Proficiency in shared interactions with others necessitates an assortment of cognitive, social, and verbal skills. From the social realm, adolescents need to understand the behavior of others. This is not limited to just understanding other people’s behaviors but also understanding that they, themselves, may have different perspectives, intentions, and knowledge. In order for this to occur successfully, they need to identify social cues and modify their strategies on the basis of the feedback received from a social peer. Cognitively, a child is required to keep focused and attentive and use information to plan and reason how to organize behaviors to achieve problem solving with others (Landry, Smith & Swank, 2009). This is executive functioning which enters the realm of higher mental function (Ormrod, 2008). When a person goes from child to adolescent there needs to be an understanding of other people’s behavior. It is critical in being able to function in society. When this area is not developed fully it may cause issues in the area of self-concept, maturity and behavior (Steinberg, 2005).
Integration of the many skills needed to function in more complex social situations is social problem solving. The ability to plan, sequence behaviors, and alter problem-solving strategies on the basis of feedback is often referred to as involving executive processing. Many theorists believe this is a critical set of behaviors for social competence because they help the child organize the information from the environment and process it to effectively comprehend social experiences. There is also an emphasis on the fact that social problem-solving requires specific behaviors. Examples would be goal directedness and planning. These behaviors fall under the heading of self-regulation. For adolescents to function competently they require the ability to create new strategies for use in unique situations and they must be able to self-examine in order to restrain behaviors that are not appropriate for the social situation. Integration of these skills is occurring across childhood (Astington & Pelletier, 2005). In sSaying that though, there is a prolonged progressive course where these abilities multiply in complexity as the child enters into adolescence. These behaviors are multidimensional, and can fluctuate fluidly depending on the social context (Steinberg, Dahl, Keating, Kupfer, Masten, & Pine 2006).

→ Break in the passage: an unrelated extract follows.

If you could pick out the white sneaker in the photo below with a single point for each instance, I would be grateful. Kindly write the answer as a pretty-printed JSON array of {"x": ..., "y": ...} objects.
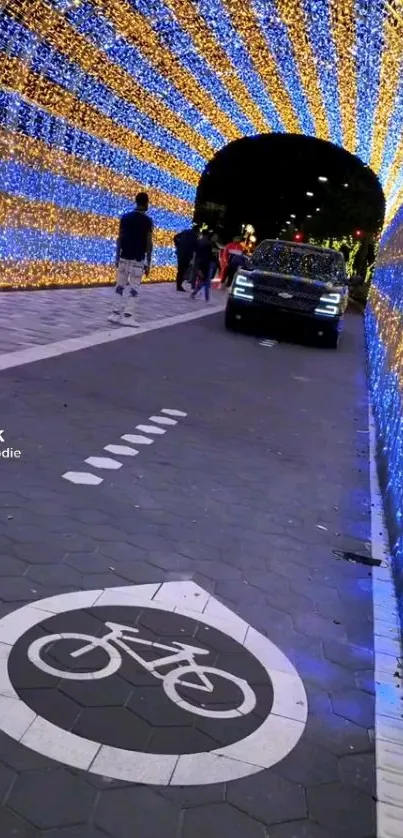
[{"x": 129, "y": 320}]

Social context is very important when looking at juvenile crime and recidivism rates. A common response that spans history, in the public’s concern with juvenile delinquency and violence has been to pass legislation promising stiffer penalties as well as harsher sentences for juvenile offenders. What needs to be seen, though is the fact that crime damages people, communities, and relationships. There needs to be a balance created that includes the needs of the victim, offender, and communities. For there to be a healthy restoration process each party needs to be involved. While an offender needs to be punished unless there are support systems in place for the offender, when released, the recidivism rates for that particular offender will continue to rise (Stenhjem, 2003).